Customer Impact: If cluster topology is used, some messages may be lost
Scenario:
- Cluster A with node 1 and 3 is started (JMS servers).
- Cluster B with node 2 and 4 is started (MDB servers).
- Producer sends 20000 messages (mix of small and large messages) to InQueue on cluster A. * Once producer finishes, deploy MDBs (nodes 2, 4) which read messages from InQueue (nodes 1,3) and sends them in XA transaction to OutQueue (nodes 1,3).

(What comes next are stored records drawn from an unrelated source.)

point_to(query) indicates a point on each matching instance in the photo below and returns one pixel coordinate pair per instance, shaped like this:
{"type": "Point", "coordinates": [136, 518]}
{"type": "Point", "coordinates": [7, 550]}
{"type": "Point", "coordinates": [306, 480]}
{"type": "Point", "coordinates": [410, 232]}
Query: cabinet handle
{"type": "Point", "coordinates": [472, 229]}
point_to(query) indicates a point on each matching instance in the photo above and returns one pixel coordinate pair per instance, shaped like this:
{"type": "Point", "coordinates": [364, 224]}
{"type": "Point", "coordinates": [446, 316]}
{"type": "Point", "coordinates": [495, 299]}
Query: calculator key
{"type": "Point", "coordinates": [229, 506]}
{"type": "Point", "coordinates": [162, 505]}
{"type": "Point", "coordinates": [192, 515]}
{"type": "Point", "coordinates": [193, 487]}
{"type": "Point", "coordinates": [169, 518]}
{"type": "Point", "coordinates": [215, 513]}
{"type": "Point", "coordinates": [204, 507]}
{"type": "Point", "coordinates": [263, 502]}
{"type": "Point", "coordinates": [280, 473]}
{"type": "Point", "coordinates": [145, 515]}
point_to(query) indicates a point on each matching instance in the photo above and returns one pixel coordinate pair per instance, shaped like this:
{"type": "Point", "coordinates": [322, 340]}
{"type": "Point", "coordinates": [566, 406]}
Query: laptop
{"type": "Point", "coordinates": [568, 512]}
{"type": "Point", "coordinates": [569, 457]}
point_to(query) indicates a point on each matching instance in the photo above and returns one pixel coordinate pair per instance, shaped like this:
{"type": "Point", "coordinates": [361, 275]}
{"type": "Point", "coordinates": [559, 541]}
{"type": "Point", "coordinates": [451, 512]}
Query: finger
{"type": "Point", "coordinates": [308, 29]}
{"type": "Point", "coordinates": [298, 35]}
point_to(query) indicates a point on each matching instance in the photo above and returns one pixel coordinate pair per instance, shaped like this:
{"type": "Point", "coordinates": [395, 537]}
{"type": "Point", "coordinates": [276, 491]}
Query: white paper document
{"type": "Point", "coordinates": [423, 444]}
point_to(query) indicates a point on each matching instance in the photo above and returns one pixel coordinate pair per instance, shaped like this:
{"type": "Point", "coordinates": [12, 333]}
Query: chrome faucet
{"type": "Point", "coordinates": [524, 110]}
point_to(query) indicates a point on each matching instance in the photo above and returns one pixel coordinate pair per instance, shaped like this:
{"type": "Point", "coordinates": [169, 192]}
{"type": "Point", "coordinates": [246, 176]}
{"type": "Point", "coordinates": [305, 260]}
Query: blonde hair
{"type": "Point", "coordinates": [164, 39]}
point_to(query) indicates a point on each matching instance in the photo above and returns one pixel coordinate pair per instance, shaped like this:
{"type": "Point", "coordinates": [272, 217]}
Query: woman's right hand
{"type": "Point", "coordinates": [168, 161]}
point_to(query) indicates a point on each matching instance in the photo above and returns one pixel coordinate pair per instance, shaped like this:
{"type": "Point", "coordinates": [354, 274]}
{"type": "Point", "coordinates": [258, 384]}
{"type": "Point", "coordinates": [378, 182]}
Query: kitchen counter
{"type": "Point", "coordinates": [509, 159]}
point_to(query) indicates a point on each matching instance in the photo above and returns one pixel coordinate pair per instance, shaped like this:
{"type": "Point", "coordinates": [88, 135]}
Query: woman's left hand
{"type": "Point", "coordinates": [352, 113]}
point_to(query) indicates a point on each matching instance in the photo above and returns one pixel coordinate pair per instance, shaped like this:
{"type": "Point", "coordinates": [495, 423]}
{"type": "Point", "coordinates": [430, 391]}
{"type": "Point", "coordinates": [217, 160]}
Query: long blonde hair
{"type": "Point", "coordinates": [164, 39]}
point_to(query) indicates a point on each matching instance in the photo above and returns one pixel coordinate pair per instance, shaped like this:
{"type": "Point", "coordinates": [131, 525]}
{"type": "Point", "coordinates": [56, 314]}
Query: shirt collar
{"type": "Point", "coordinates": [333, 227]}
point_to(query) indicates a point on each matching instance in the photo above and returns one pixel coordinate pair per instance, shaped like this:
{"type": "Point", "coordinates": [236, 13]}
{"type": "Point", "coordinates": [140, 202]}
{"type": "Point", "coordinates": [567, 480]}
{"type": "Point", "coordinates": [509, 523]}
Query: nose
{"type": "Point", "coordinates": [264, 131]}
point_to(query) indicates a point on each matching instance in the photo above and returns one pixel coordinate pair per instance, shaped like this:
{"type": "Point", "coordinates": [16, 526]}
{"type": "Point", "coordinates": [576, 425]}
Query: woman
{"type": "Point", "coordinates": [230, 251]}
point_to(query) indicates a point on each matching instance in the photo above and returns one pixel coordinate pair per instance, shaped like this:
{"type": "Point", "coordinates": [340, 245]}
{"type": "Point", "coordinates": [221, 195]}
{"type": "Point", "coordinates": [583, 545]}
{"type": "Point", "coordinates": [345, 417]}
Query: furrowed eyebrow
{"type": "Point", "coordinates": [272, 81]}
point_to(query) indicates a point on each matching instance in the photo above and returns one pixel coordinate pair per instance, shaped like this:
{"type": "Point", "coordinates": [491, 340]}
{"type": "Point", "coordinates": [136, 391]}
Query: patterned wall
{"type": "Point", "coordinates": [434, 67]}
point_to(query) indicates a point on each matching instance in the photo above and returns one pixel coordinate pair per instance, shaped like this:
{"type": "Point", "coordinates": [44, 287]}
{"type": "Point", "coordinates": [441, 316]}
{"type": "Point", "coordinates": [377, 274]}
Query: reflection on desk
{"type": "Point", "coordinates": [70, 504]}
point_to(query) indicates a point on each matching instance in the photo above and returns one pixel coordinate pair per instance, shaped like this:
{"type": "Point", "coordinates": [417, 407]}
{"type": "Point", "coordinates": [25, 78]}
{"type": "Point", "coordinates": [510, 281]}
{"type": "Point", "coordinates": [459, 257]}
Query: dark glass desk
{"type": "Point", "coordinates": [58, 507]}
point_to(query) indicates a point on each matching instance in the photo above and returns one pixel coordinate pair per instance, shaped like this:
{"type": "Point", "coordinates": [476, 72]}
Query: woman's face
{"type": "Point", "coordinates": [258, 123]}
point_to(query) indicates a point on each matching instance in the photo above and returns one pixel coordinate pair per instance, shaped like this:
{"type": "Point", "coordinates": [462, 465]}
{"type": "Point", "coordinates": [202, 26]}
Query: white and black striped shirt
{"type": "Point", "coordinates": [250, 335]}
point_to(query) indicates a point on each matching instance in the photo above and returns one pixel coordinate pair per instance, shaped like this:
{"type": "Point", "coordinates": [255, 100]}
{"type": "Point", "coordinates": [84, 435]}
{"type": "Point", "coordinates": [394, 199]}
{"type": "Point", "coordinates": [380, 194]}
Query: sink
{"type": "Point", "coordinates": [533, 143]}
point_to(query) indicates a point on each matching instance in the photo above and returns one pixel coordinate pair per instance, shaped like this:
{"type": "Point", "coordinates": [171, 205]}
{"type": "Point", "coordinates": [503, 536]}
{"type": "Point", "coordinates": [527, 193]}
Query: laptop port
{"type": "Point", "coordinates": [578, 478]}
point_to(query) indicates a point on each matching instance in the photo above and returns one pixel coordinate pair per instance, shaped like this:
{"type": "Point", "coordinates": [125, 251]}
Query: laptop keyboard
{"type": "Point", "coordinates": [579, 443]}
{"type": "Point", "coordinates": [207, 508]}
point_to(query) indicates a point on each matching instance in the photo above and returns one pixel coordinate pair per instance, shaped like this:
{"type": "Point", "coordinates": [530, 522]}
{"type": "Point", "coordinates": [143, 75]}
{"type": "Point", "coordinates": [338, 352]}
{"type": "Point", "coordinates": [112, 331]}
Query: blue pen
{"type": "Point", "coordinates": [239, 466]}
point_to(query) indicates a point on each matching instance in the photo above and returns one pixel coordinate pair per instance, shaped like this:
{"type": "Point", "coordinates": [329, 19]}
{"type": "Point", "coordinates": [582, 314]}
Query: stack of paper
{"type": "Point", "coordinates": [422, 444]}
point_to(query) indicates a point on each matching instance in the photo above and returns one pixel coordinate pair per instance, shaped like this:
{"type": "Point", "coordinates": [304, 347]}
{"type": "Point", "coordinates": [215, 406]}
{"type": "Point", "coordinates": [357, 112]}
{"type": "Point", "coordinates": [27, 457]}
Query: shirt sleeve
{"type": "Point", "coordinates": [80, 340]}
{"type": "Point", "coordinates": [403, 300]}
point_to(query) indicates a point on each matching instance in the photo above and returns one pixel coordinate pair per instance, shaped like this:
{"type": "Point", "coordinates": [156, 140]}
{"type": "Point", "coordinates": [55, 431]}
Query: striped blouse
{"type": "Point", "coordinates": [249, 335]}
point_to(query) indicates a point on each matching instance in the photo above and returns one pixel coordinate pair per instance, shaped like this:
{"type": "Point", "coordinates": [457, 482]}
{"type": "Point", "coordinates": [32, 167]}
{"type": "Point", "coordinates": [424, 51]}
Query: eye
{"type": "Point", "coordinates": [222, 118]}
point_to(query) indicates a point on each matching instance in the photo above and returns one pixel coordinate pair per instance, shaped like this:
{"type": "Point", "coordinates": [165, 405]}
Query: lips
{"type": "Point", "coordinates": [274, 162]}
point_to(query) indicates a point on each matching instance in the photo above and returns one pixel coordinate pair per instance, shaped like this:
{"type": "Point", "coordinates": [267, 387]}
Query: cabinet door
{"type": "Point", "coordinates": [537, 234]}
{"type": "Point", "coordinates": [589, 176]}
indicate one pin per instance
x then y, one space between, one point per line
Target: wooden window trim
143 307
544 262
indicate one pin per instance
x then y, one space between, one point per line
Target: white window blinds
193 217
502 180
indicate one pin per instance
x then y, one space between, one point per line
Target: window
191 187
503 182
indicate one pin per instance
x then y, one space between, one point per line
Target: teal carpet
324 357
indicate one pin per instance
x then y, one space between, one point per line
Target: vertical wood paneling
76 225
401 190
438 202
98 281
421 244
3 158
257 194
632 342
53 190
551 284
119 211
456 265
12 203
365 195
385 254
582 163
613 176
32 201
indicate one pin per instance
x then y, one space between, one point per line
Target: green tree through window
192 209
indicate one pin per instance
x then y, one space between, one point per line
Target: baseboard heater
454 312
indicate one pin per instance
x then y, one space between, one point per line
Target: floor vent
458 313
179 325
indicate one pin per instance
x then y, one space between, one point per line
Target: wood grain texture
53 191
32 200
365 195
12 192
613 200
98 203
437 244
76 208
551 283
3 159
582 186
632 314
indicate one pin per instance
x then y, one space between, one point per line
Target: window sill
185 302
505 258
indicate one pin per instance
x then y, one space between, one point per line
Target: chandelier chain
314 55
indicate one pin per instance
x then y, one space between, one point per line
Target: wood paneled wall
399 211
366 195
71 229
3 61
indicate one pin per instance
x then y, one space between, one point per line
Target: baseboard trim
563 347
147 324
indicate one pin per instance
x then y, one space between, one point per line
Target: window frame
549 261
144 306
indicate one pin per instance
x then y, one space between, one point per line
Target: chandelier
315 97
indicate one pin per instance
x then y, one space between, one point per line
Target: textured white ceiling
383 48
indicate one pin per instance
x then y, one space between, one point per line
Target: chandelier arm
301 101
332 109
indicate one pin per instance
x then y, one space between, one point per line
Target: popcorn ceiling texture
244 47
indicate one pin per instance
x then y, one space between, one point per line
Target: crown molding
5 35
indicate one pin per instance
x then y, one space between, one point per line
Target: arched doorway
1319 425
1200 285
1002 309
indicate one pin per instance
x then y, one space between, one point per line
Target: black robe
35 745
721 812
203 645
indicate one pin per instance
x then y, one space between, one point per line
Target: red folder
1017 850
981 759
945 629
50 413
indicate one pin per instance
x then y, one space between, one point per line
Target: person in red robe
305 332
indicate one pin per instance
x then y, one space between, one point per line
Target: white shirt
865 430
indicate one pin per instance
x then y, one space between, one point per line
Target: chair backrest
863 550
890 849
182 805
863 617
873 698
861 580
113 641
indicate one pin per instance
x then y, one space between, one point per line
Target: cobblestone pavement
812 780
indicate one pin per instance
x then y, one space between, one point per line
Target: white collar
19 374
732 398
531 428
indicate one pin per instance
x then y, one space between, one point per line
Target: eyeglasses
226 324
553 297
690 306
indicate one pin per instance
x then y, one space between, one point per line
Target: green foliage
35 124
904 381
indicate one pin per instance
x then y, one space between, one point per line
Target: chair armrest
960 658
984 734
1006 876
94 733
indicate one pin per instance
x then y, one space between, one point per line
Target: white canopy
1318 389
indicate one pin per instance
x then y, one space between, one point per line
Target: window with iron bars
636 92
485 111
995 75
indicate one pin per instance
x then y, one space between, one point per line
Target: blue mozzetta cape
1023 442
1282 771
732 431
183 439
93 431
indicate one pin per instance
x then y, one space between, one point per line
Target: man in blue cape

- Node 1 and Node 3 are killed on transaction prepare.
- Read messages from OutQueue.
Expectation: Receiver receives all messages sent by producer.
Reality: Receiver doesn't receive all messages sent by producer. Some of them are lost.
In attached logs, message with id d50ac98a-1f78-11e7-bcf4-001b217d6db1 is lost approximately 10 seconds before fist kill done in test. The lost message is large and paged.
Message is sent to node-1. MDB on node-2 reads it from InQueue and according to logs, onMessage method finishes
08:18:20,284 TRACE [org.apache.activemq.artemis.ra] (Thread-8 (ActiveMQ-client-global-threads-952438696)) finished onMessage on ClientLargeMessageImpl[messageID=2432, durable=true, address=jms.queue.InQueue,userID=d50ac98a-1f78-11e7-bcf4-001b217d6db1,properties=TypedProperties[__AMQ_CID=ca7919cb-1f78-11e7-bcf4-001b217d6db1,count=636,counter=637,_AMQ_DUPL_ID=5e537488-12e8-4f52-a501-7baa52c217c61491998948888,_AMQ_LARGE_SIZE=204805,color=GREEN]]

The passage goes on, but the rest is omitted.